Cassazione: giochi con il pc dell’ufficio mettono a rischio il posto di lavoro
No ai giochi con il computer dell’ufficio: mettono a rischio il posto di lavoro. Così la Cassazione ha ordinato un nuovo esame nei confronti di F.C., un dipendente della K24 Pharmaceuticals a Roma, licenziato nel 2007 con l’accusa «di avere utilizzato durante l’orario di lavoro il pc di ufficio per giochi con un impiego di quasi 300 ore nel periodo di oltre un anno, provocando un danno economico e di immagine» all’azienda.
Nell’agosto 2010 il dipendente era stato reintegrato su decisione della Corte d’appello di Roma, in quanto la contestazione aziendale era stata troppo «generica», impedendo così al lavoratore di difendersi dalle accuse.

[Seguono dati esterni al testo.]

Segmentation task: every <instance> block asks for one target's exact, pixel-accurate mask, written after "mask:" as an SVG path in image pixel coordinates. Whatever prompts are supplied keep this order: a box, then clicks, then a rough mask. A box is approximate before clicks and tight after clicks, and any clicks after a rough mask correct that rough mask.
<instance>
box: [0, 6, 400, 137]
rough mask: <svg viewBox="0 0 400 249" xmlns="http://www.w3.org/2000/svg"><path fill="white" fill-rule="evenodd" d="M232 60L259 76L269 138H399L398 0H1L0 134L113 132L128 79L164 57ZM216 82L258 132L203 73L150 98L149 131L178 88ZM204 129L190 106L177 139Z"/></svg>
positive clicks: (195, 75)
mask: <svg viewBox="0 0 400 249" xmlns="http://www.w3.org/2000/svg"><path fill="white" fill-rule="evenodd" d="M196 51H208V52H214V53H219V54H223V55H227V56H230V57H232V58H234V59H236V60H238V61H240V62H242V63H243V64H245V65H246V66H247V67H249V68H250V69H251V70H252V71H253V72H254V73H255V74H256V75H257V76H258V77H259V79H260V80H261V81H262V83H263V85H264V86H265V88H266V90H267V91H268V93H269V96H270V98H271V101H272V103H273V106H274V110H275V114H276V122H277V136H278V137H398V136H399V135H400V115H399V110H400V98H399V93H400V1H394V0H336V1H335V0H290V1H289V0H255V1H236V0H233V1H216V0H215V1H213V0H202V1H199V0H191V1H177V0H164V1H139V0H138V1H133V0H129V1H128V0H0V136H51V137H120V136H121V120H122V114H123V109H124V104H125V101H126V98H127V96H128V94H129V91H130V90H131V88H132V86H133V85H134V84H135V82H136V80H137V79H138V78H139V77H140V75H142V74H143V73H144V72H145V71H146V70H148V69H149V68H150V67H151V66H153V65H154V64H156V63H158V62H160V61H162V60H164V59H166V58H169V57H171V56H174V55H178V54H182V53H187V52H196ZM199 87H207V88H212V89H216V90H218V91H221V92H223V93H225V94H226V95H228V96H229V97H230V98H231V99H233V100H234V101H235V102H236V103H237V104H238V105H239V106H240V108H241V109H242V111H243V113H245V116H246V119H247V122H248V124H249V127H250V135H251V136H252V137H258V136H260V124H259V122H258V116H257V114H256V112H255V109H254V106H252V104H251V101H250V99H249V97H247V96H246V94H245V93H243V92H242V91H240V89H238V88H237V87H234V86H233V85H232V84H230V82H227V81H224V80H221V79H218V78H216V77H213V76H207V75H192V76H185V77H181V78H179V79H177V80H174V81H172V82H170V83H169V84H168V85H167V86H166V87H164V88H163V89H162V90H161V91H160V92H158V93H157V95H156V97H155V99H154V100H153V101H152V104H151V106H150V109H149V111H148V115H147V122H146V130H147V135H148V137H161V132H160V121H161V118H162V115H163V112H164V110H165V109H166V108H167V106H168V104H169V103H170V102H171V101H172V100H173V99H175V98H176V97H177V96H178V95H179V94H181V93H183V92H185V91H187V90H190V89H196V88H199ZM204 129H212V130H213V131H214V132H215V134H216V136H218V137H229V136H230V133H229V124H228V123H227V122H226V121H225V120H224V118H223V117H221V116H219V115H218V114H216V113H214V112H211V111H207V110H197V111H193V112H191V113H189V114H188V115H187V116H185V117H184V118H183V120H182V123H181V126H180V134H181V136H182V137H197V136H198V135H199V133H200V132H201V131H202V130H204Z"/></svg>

Contro la reintegra di F.C. ha fatto ricorso l’azienda e la sezione Lavoro (sentenza 25069) ha accolto la tesi difensiva. La Suprema Corte ha fatto notare che «l’addebito mosso al lavoratore di utilizzare il computer in dotazione ai fini di gioco non può essere ritenuto logicamente generico per la sola circostanza della mancata indicazione delle singole partite giocate abusivamente dal lavoratore». Pertanto, continua la Cassazione, che è «illogica la motivazione della sentenza impugnata che lamenta indicazione specifica delle singole partite giocate, essendo il lavoratore posto in grado di approntare le proprie difese anche con la generica contestazione di utilizzare in continuazione, e non in episodi specifici isolati, il computer aziendale» per motivi di gioco.
Il lavoratore subirà un nuovo esame davanti alla Corte d’appello di Roma che «provvederà ad una diversa decisione non considerando generica la lettera di contestazione da cui poi è conseguito il licenziamento».